Ende der siebziger Jahre wurde ich zum Professor der Politischen Hochschule der Luftwaffe einberufen und hielt verschiedene Vorlesungen über die neuere chinesische Geschichte sowie über die Geschichte der Kommunistischen Partei Chinas. Der Marxismus mit seinen sozialen Entwicklungsgesetzen spielte durchgehend eine wichtige Rolle in der Gesamtlehre. Nach meiner Pensionierung 1988 fing ich an, für die regulären Studenten an der Tongji- und der Fudan-Universität in Shanghai Pflichtvorlesung in Militärkunde zu halten. Immer in der allerersten Vorlesung jedes Jahrgangs zeige ich den Studenten die Porträts von Karl Marx, Mao Zedong und anderen großen Persönlichkeiten, um sie zu motivieren. 18 Jahre lang hielt ich Vorlesungsstunden für die Studenten der beiden Universitäten, insgesamt waren es über einige tausend. Vermittelt wurde nicht nur die Theorie des antiken chinesischen Philosophen und Militärexperten Sunzi, sondern auch der Einfluss der marxistischen Idee und Philosophie (insbesondere von „Kapital“ und „Manifest“) auf das Denken und die Praxis des chinesischen Militärs.
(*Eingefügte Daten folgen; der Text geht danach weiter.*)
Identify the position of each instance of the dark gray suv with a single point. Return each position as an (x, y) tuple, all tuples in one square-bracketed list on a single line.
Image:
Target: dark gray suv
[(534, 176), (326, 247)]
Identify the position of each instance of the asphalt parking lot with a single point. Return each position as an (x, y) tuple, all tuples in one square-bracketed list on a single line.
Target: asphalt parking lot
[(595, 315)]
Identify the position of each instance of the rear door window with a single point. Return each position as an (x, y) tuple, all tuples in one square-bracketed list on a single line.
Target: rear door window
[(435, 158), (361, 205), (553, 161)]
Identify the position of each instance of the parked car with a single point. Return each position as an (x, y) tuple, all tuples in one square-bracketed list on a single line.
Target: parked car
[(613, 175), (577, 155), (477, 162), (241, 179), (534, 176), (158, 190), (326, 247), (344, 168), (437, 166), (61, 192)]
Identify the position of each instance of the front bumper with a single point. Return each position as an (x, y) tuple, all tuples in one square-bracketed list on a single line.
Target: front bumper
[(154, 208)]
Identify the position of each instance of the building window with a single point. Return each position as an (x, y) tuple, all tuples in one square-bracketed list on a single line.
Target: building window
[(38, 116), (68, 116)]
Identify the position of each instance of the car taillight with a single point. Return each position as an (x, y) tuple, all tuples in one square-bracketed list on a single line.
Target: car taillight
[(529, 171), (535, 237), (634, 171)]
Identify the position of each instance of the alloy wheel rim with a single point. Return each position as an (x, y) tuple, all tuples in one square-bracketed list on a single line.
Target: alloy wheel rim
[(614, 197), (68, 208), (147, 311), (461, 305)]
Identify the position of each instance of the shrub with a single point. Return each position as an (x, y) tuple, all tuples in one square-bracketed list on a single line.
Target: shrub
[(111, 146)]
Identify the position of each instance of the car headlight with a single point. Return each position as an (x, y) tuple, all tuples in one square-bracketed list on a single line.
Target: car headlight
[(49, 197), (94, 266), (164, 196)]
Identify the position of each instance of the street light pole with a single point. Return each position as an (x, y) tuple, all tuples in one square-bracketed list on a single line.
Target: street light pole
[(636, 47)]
1997 hielt ich auf Einladung von Professor Bernd Kluge von der Humboldt-Universität auf der 12. internationalen Münzkonferenz in Berlin den Vortrag „Förderung der Kulturverständigung durch Numismatik“. Nach der Tagung fuhr ich extra nach Trier und besuchte das Karl-Marx-Haus. Mit Ehrfurcht vor dem revolutionären Mentor betrachtete ich eingehend die historischen Relikte und trug mich ins Gästebuch ein. Gleich nach meiner Rückkehr in Schanghai zeigte ich meinen Studenten die Souvenirs aus dem Karl-Marx-Haus.

In der Gesamtentwicklung der chinesischen Revolution spielt die marxistische Theorie der internationalen kommunistischen Bewegungen eine sehr wichtige Rolle, insbesondere die Erfahrung aus Russland. 1917 errang Lenin mit der Oktoberrevolution den Sieg und gründete das weltweit erste sozialistische Land. Es gelang die sozialistische Industrialisierung des sowjetischen Staates, und im Zweiten Weltkrieg der Sieg über die barbarische Aggression der Faschisten. Trotz des Zerfalls der Sowjetunion hat sie mit einigen Jahrzehnten teilweise erfolgreicher Praxis bewiesen, dass der Marxismus internationalen Erfolg haben kann.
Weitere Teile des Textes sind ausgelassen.